Arizona's utility system is a network of long-lived capital assets, and utilities develop long-term Integrated Resource Plans that include numerous long-term forecasts. When utilities develop those long-term plans, they routinely produce sophisticated forecasts of uncertain future events such as natural gas prices, future carbon dioxide regulation, and customer load growth.
By arbitrarily limiting the avoided cost analysis to a five-year period, Arizona will systematically undervalue solar and future DER technologies.
The Arizona Commission also determined that individual customers making the twenty-to-thirty-year investment in rooftop solar would be able to lock in their export rate for a period of only ten years. That is less than half the expected lifetime of their systems.
While rates are variable under retail rate net metering, customers can count on the fact that utility rates are not likely to go down over the term of their investment. Under Arizona's new policy, customers will only be able to calculate the value they will receive for the first ten years. After that, it's anyone's guess what their exported rooftop solar energy will be worth.
We find this aspect of Arizona's policy particularly troubling, when one considers that solar export credit rates will be based on contracts that the utilities have signed for large-scale solar installations. These contracts routinely include twenty-year fixed or escalating prices.

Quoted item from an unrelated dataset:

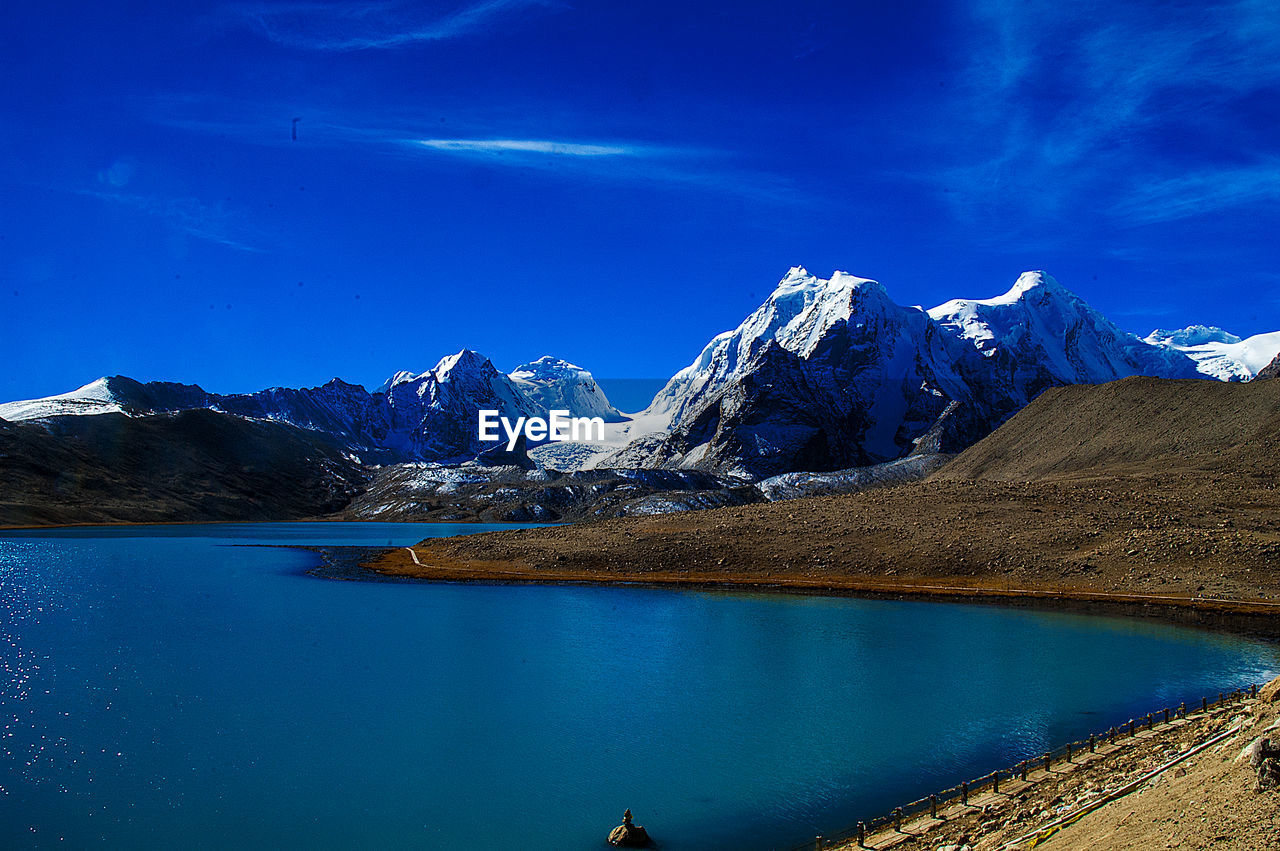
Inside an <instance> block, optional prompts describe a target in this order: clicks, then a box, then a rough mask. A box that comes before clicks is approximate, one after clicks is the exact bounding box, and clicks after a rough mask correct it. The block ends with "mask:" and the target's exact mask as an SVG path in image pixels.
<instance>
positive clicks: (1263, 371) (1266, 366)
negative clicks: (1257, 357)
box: [1258, 354, 1280, 379]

Arizona is essentially requiring individual families and small businesses to take on more risk than sophisticated utility-scale developers will accept. In doing so, Arizona's regulators would seem to be creating barriers for rooftop solar to flourish in the state.
This is not the end of the road for solar regulation in Arizona. As the Nevada experience proved, consumers are likely to press regulators for benefits from the solar power they want to invest in. The recent decision marks a turning point for Arizona, as regulators strive to address this contentious issue.